Question

If b and c are any two non-collinear vectors, and a is any vector, then find the value of $\left( a.b \right)b+\left( a.c \right)c+\dfrac{a.\left( b\times c \right)}{{{\left| b\times c \right|}^{2}}}\left( b\times c \right)$.
A. a
B. b
C. c
D. none of these

Answer 1

Hint: We need to simplify the problem by using the given hints of vectors b and c being any two non-collinear vectors. We treat them as unit vectors. We find the general form of the given equation which is also similar to its specific form.

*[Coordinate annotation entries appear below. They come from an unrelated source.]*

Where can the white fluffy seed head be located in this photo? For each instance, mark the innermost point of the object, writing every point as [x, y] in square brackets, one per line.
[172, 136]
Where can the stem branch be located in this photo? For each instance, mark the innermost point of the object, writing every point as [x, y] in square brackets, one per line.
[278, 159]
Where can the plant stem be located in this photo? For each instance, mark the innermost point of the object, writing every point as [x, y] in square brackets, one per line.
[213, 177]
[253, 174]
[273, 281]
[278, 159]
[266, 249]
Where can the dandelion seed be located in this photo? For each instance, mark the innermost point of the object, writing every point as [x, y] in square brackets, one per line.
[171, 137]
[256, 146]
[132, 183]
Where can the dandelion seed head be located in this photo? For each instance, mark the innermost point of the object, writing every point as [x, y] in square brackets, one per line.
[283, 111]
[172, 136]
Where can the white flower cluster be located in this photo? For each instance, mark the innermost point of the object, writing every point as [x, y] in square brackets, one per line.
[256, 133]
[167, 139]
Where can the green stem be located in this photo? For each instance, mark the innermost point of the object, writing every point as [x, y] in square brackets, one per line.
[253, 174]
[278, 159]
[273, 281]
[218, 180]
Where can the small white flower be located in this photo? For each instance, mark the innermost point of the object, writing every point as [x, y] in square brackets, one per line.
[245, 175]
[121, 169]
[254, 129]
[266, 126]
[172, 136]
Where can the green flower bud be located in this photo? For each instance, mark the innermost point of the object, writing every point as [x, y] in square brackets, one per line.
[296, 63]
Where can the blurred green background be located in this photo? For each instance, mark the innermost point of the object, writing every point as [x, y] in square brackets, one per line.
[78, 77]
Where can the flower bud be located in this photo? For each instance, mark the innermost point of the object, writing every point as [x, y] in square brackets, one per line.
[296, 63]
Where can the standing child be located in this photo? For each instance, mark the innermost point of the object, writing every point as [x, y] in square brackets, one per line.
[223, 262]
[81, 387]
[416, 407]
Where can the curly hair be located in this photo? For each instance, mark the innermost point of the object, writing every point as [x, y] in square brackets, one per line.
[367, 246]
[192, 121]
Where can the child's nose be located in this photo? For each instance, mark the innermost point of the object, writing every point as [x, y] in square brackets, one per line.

Complete step-by-step solution:
We know that $\overrightarrow{b}\times \overrightarrow{c}\bot \overrightarrow{b},\overrightarrow{b}\times \overrightarrow{c}\bot \overrightarrow{c}$.
The three parts $\left( a.b \right),\left( a.c \right),a.\left( b\times c \right)$ are all scalar values.
We are trying to take the projection of a vector “a” on vector b, vector a on vector c, vector “a” on vector $\left( b\times c \right)$.
As the vectors, b and c are any two non-collinear vectors, and a is any vector, to simplify the problem we take vectors b and c as unit vectors.
So, $\overrightarrow{b}=\widehat{i},\overrightarrow{c}=\widehat{j},\overrightarrow{a}=x\widehat{i}+y\widehat{j}+z\widehat{k}$.
Now we find the value of \[\left( b\times c \right)\].
So, \[\left( b\times c \right)=\left( \widehat{i}\times \widehat{j} \right)=\widehat{k}\]. And the modulus value will be unit. So, \[\left| \left( b\times c \right) \right|=\left| \widehat{k} \right|=1\].
We solve $\left( a.b \right)b+\left( a.c \right)c+\dfrac{a.\left( b\times c \right)}{{{\left| b\times c \right|}^{2}}}\left( b\times c \right)$.
Value of $\left( a.b \right)b=\left( \left( x\widehat{i}+y\widehat{j}+z\widehat{k} \right).\widehat{i} \right)\widehat{i}=x\widehat{i}$
Value of $\left( a.c \right)c=\left( \left( x\widehat{i}+y\widehat{j}+z\widehat{k} \right).\widehat{j} \right)\widehat{j}=y\widehat{j}$
Value of $\dfrac{a.\left( b\times c \right)}{{{\left| b\times c \right|}^{2}}}\left( b\times c \right)=\dfrac{\left( x\widehat{i}+y\widehat{j}+z\widehat{k} \right).\widehat{k}}{{{1}^{2}}}\widehat{k}=\dfrac{z}{1}\widehat{k}=z\widehat{k}$
So, $\left( a.b \right)b+\left( a.c \right)c+\dfrac{a.\left( b\times c \right)}{{{\left| b\times c \right|}^{2}}}\left( b\times c \right)=x\widehat{i}+y\widehat{j}+z\widehat{k}=\overrightarrow{a}$.
The correct option is A.
Note: In the specific cases we can consider a vector $\overrightarrow{p}={{p}_{x}}\widehat{i}+{{p}_{y}}\widehat{j}+{{p}_{z}}\widehat{k}$. Here the axes are normal X, Y, Z axes but we can change it to any form possible. We change them in $\widehat{\alpha },\widehat{\beta },\widehat{\lambda }$. Then we can treat $\widehat{\alpha },\widehat{\beta },\widehat{\lambda }$ as \[\dfrac{\overrightarrow{b}}{\left| \overrightarrow{b} \right|},\dfrac{\overrightarrow{c}}{\left| \overrightarrow{c} \right|},\dfrac{\overrightarrow{\left( b\times c \right)}}{\left| \overrightarrow{\left( b\times c \right)} \right|}\] respectively. The projection will be also similar to vector a.